Entscheidungsstichwort (Thema)
Vollstreckungsgebühr
Leitsatz (amtlich)
Durch ein anwaltliches Aufforderungsschreiben zur Zahlung kann die Vollstreckungsgebühr erstattbar auch dann entstehen, wenn der Titel noch nicht zugestellt worden ist, sofern er nur bereits mit der Vollstreckungsklausel versehen ist.
Normenkette
BRAGO § 57; ZPO § 788
Verfahrensgang
ArbG Wuppertal (Beschluss vom 08.05.1996; Aktenzeichen 7 Ca 4201/95) |
Tenor
Auf die Beschwerde des Gläubigers wird derBeschluß des Arbeitsgerichts Wuppertal vom 08.05.1996 abgeändert.

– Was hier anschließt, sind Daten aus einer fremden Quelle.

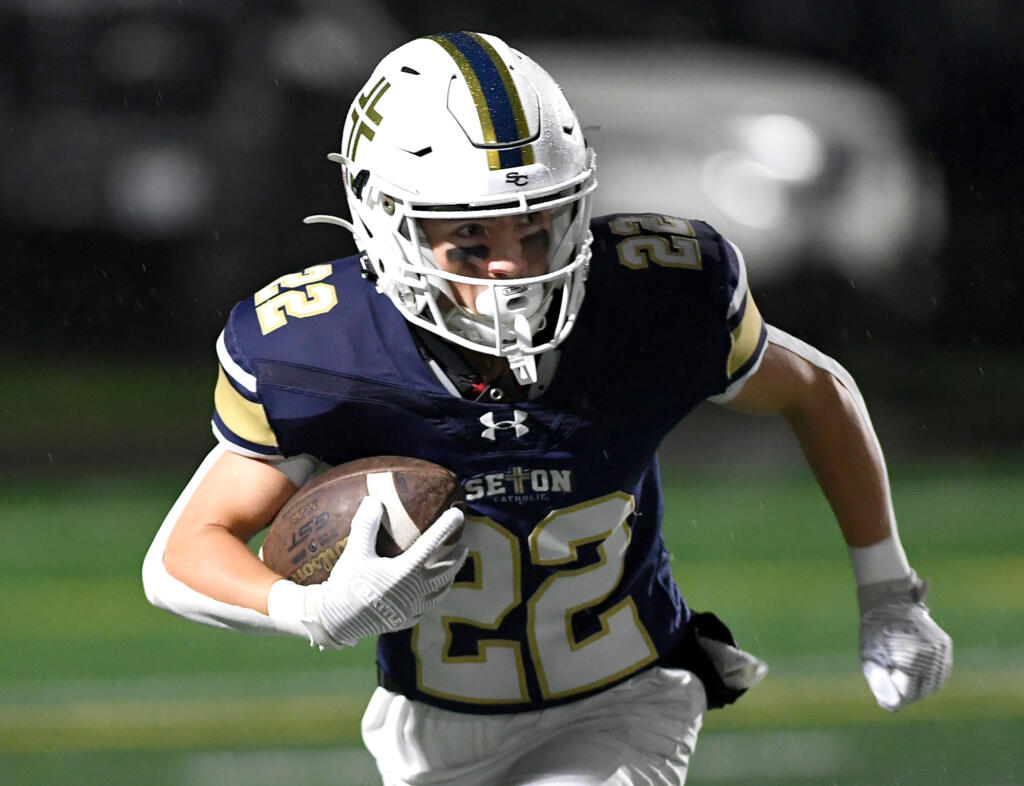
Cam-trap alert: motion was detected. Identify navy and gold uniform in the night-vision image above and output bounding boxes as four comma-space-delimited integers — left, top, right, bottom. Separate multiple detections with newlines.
214, 214, 765, 712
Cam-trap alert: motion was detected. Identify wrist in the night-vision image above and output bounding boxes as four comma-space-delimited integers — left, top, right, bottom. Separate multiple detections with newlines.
266, 578, 314, 639
849, 532, 913, 586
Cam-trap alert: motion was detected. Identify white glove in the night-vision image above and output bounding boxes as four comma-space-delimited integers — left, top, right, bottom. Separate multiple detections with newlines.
267, 496, 468, 650
857, 571, 953, 712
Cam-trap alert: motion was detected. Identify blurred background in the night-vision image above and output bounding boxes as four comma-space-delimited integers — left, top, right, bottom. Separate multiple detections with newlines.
0, 0, 1024, 784
0, 0, 1024, 467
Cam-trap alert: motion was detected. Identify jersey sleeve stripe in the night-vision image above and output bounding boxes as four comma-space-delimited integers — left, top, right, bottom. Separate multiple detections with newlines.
725, 239, 749, 320
217, 331, 256, 395
726, 293, 765, 380
210, 412, 282, 461
213, 367, 278, 452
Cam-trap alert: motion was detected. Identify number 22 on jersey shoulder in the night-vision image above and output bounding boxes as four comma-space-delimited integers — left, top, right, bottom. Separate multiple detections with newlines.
608, 213, 701, 270
253, 264, 338, 336
413, 493, 657, 704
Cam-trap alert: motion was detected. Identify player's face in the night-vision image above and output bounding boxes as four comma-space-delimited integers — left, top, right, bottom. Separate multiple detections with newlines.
420, 211, 551, 311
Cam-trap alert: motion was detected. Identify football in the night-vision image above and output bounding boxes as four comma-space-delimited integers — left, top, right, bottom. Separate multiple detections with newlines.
260, 455, 465, 584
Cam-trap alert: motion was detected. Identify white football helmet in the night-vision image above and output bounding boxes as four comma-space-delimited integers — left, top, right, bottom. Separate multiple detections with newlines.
306, 33, 597, 384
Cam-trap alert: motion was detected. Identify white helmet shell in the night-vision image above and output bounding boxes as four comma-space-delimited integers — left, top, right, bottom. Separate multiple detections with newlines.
311, 33, 597, 384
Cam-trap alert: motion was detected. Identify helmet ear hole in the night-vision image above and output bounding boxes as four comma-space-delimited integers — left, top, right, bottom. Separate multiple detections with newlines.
352, 169, 370, 200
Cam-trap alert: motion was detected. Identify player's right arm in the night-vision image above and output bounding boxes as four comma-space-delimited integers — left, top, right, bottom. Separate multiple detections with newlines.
142, 446, 466, 649
142, 445, 313, 636
157, 450, 297, 614
142, 298, 466, 649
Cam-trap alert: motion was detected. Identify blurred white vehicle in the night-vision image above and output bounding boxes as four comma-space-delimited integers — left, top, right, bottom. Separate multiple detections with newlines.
515, 41, 946, 286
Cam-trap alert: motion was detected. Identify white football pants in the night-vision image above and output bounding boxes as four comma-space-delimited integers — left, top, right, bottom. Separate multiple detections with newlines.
362, 667, 707, 786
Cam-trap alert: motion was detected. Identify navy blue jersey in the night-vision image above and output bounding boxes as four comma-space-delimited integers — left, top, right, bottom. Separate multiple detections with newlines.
214, 214, 765, 712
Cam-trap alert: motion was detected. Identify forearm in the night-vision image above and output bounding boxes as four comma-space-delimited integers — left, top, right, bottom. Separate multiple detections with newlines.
142, 446, 305, 636
783, 368, 896, 547
164, 525, 281, 614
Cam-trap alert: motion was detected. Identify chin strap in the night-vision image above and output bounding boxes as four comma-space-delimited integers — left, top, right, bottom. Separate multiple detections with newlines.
507, 314, 537, 385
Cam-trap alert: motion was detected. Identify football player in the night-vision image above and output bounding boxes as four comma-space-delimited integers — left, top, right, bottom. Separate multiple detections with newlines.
143, 33, 952, 785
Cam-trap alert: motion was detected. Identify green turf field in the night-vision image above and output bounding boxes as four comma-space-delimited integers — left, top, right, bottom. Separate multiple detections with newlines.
0, 462, 1024, 786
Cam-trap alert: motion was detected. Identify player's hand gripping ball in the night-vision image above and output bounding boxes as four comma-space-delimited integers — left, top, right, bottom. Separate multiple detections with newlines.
261, 455, 465, 584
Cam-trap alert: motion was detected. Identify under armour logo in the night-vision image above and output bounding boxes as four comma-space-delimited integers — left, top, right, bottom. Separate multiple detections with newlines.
480, 409, 529, 440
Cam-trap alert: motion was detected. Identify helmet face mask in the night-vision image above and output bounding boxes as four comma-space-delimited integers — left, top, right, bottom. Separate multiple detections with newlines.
315, 33, 597, 384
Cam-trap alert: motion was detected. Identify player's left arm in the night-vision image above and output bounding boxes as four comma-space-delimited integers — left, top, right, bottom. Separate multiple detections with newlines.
723, 326, 952, 710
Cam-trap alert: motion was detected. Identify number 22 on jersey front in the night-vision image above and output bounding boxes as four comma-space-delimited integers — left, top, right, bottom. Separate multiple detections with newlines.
413, 493, 657, 704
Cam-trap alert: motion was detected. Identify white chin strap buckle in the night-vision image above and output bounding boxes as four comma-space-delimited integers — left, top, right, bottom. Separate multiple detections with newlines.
507, 314, 537, 385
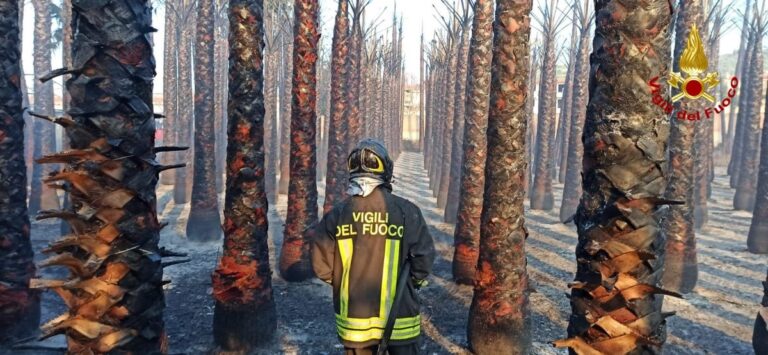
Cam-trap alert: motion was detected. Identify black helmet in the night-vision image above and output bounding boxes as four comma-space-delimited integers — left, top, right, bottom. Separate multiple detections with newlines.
347, 138, 395, 182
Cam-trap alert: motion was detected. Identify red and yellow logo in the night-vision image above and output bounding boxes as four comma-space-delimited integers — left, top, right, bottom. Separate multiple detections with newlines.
648, 24, 739, 121
667, 24, 720, 103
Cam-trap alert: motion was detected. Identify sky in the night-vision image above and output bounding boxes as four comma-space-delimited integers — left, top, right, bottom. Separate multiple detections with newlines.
22, 0, 745, 95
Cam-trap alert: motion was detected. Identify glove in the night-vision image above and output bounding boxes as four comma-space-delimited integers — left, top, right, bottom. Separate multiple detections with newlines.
411, 277, 429, 290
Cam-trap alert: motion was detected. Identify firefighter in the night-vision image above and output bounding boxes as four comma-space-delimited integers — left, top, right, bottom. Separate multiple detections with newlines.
312, 139, 435, 355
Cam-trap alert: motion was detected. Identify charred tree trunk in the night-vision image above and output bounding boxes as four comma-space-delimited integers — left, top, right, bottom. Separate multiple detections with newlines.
467, 0, 532, 354
213, 0, 277, 352
725, 0, 752, 160
187, 0, 221, 242
555, 8, 586, 183
436, 34, 459, 208
555, 0, 672, 354
560, 0, 591, 223
747, 78, 768, 254
175, 4, 197, 204
531, 15, 557, 211
160, 0, 180, 185
277, 32, 295, 195
29, 0, 59, 216
30, 0, 167, 354
662, 0, 707, 294
453, 0, 493, 285
323, 0, 349, 213
0, 1, 40, 346
280, 0, 320, 281
733, 34, 763, 211
443, 15, 470, 223
728, 31, 755, 188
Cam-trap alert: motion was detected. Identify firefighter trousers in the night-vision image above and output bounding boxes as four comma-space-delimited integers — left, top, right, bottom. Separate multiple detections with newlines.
344, 342, 419, 355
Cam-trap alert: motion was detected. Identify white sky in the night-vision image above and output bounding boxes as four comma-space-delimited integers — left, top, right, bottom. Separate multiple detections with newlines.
22, 0, 744, 94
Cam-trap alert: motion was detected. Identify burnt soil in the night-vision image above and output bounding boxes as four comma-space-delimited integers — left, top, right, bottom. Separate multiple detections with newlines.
7, 153, 768, 355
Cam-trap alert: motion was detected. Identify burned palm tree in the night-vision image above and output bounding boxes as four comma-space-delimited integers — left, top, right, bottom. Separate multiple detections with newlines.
0, 1, 40, 345
187, 0, 221, 242
453, 0, 493, 285
554, 1, 580, 183
555, 0, 672, 354
30, 0, 182, 354
323, 0, 349, 212
467, 0, 532, 354
443, 0, 472, 223
174, 0, 197, 204
213, 0, 277, 351
662, 0, 707, 293
29, 0, 59, 215
560, 0, 593, 223
280, 0, 320, 281
733, 9, 768, 211
531, 0, 562, 210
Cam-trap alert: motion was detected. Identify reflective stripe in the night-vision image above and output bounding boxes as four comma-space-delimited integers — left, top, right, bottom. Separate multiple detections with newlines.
337, 238, 354, 317
336, 325, 421, 342
336, 314, 421, 330
379, 239, 400, 319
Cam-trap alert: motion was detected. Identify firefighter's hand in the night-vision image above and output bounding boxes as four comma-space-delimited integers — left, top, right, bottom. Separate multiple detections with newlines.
411, 277, 429, 290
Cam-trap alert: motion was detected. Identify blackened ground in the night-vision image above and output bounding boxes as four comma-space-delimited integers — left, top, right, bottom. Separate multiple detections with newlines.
9, 153, 768, 355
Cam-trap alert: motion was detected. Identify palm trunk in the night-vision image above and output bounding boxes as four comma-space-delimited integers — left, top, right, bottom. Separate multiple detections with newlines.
187, 0, 221, 242
278, 38, 293, 195
0, 1, 40, 346
30, 0, 167, 354
176, 5, 197, 204
280, 0, 320, 281
555, 0, 672, 354
662, 0, 707, 294
29, 0, 59, 215
467, 0, 533, 354
560, 4, 590, 223
531, 21, 557, 211
733, 36, 763, 211
436, 38, 459, 208
160, 0, 180, 185
342, 16, 363, 152
555, 10, 586, 183
323, 0, 349, 213
725, 0, 752, 160
747, 76, 768, 253
728, 32, 755, 188
440, 20, 470, 223
453, 0, 493, 285
213, 0, 277, 352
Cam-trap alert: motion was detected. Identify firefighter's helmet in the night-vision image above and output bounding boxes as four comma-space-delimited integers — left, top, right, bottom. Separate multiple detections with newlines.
347, 138, 395, 182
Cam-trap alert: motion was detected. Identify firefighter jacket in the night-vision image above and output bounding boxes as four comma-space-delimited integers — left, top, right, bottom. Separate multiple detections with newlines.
312, 187, 435, 348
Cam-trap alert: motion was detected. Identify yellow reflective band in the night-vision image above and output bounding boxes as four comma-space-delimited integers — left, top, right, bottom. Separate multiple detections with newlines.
336, 325, 421, 342
337, 239, 354, 317
336, 314, 421, 330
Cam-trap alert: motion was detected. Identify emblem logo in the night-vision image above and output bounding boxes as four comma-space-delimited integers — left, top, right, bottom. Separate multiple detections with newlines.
667, 24, 720, 103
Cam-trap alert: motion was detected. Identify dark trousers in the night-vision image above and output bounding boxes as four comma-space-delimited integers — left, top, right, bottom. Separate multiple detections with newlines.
344, 342, 419, 355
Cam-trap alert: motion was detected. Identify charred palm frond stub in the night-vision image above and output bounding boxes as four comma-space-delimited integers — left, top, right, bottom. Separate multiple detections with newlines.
30, 0, 191, 354
280, 0, 320, 281
453, 0, 493, 285
555, 0, 674, 354
0, 1, 40, 344
468, 0, 533, 354
213, 0, 277, 350
323, 0, 349, 212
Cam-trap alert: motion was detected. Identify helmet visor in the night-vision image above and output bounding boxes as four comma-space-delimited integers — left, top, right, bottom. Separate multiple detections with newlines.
347, 148, 384, 174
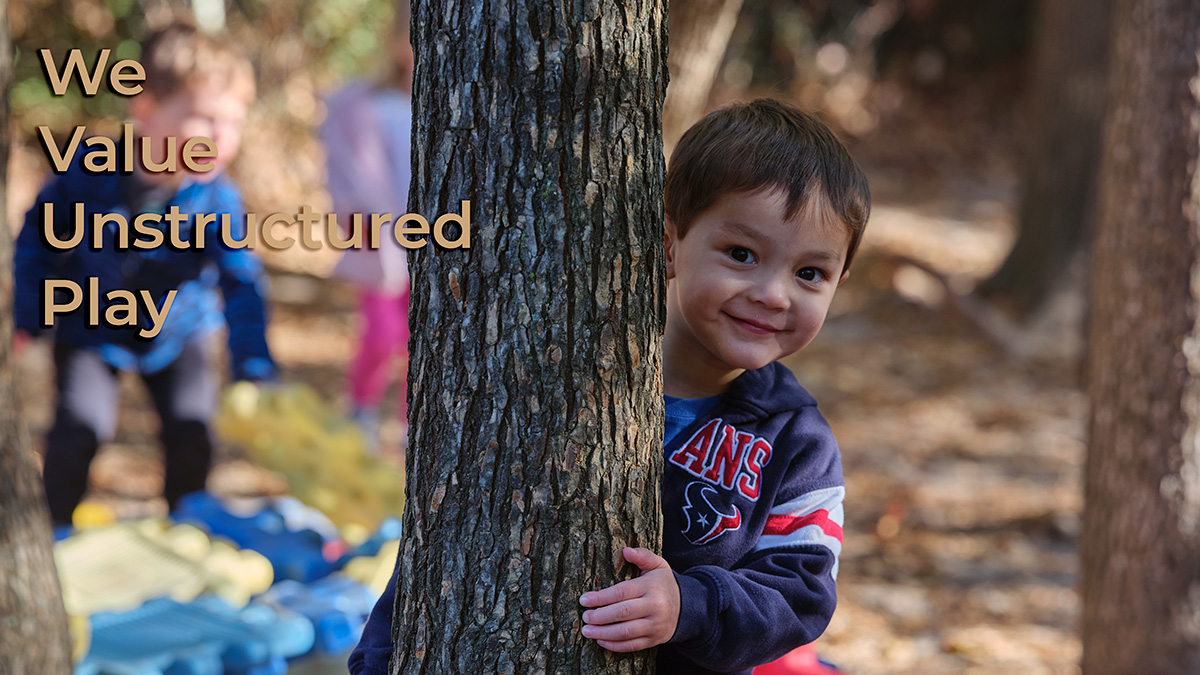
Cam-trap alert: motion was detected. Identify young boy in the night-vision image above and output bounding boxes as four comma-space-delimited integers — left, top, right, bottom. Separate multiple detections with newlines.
350, 100, 870, 674
14, 24, 275, 526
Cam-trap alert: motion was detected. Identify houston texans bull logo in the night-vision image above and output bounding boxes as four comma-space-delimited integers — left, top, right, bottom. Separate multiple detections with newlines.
683, 480, 742, 546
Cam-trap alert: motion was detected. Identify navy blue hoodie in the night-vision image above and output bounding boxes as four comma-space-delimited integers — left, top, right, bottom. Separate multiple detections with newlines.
349, 363, 845, 675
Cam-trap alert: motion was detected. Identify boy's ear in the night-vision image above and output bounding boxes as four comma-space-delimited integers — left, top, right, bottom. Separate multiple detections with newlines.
662, 217, 679, 281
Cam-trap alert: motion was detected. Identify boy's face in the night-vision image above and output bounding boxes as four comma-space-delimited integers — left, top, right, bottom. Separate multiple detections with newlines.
131, 83, 248, 183
664, 190, 850, 398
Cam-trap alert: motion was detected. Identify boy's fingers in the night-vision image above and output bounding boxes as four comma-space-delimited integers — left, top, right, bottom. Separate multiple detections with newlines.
583, 619, 654, 643
580, 579, 642, 607
622, 546, 667, 572
583, 599, 650, 626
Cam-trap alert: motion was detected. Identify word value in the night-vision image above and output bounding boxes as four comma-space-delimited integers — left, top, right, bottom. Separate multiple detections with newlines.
42, 276, 179, 339
37, 123, 217, 173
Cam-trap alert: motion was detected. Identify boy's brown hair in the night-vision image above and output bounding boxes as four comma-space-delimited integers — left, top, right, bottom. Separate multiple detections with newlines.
664, 98, 871, 271
139, 22, 254, 102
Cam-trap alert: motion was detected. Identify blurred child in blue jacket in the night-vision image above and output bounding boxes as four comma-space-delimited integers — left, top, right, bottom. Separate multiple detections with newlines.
14, 24, 275, 526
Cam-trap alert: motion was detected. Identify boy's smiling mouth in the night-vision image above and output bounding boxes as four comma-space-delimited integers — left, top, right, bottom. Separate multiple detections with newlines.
725, 312, 782, 335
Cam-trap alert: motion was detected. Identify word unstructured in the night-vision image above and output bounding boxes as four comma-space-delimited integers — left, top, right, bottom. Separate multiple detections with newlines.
42, 199, 470, 251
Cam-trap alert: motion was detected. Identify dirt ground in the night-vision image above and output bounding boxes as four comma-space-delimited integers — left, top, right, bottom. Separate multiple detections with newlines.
11, 82, 1087, 675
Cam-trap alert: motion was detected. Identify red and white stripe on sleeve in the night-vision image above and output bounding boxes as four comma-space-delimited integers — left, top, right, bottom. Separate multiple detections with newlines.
754, 485, 846, 579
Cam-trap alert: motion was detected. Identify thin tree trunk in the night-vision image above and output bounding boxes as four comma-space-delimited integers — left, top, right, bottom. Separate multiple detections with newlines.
1081, 0, 1200, 675
392, 0, 667, 674
0, 2, 71, 675
662, 0, 742, 150
980, 0, 1112, 315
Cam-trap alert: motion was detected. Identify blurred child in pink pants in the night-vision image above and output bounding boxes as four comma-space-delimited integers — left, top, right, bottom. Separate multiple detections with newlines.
320, 9, 413, 448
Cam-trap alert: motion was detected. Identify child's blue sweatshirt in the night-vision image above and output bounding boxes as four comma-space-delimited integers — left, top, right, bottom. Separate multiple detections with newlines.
349, 363, 845, 675
13, 153, 275, 380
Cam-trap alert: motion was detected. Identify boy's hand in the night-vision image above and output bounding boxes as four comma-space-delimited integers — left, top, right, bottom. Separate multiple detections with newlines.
580, 548, 679, 652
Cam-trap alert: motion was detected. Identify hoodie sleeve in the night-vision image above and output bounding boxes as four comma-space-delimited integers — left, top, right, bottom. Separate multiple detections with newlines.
347, 557, 400, 675
13, 170, 71, 336
204, 181, 276, 381
671, 401, 846, 671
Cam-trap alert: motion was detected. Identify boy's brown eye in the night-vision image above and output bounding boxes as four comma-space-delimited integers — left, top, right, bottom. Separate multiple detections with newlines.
730, 246, 754, 263
796, 267, 824, 281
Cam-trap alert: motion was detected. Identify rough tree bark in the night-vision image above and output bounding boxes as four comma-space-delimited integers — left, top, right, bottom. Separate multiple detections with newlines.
662, 0, 742, 150
1081, 0, 1200, 675
392, 0, 667, 674
980, 0, 1112, 315
0, 2, 71, 675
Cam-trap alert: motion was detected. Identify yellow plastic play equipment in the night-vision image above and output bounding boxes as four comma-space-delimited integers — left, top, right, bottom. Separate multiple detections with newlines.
215, 382, 404, 533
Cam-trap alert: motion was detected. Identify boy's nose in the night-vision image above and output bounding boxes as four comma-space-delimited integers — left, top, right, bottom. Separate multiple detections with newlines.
749, 274, 787, 310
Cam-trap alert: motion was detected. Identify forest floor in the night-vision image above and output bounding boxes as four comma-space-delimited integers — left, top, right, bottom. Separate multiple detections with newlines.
14, 77, 1087, 675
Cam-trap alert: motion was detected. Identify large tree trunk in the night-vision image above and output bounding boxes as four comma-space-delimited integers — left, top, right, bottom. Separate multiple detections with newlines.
1082, 0, 1200, 675
392, 0, 667, 674
0, 2, 71, 675
662, 0, 742, 150
980, 0, 1112, 315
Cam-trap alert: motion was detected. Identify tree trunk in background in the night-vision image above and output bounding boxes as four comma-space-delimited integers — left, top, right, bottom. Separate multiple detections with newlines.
392, 0, 667, 674
662, 0, 742, 151
1081, 0, 1200, 675
0, 2, 71, 675
980, 0, 1112, 315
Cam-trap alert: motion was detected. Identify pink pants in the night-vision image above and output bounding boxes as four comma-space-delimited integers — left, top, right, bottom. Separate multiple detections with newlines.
350, 288, 409, 422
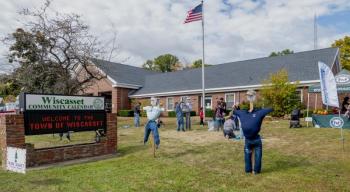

Die von der Schuldnerin an den Gläubiger zu erstattenden Kosten der Zwangsvollstreckung aus dem vor dem Arbeitsgericht Wuppertal am 23.01.1996 geschlossenen Vergleich werden auf 105,23 DM nebst 4 % Zinsen seit dem 29.03.1996 festgesetzt.
Die Schuldnerin trägt die Kosten des Verfahrens.
Beschwerdewert: 105,23 DM.
Gründe
Die Erinnerung des Gläubigers gilt nach nicht Abhilfe durch Rechtspflegerin und Richterin des Arbeitsgerichts und Vorlage an das Landesarbeitsgericht als (sofortige) Beschwerde gegen den Beschluß der Rechtspflegerin des Arbeitsgerichts (vgl. §§ 21 Nr. 1, 11 Abs. 1, 2 RPflG; 104 Abs. 3 Satz 1 ZPO).
Die Beschwerde ist erfolgreich. Die beantragte Zwangsvollstreckungsgebühr ist erstattbar angefallen.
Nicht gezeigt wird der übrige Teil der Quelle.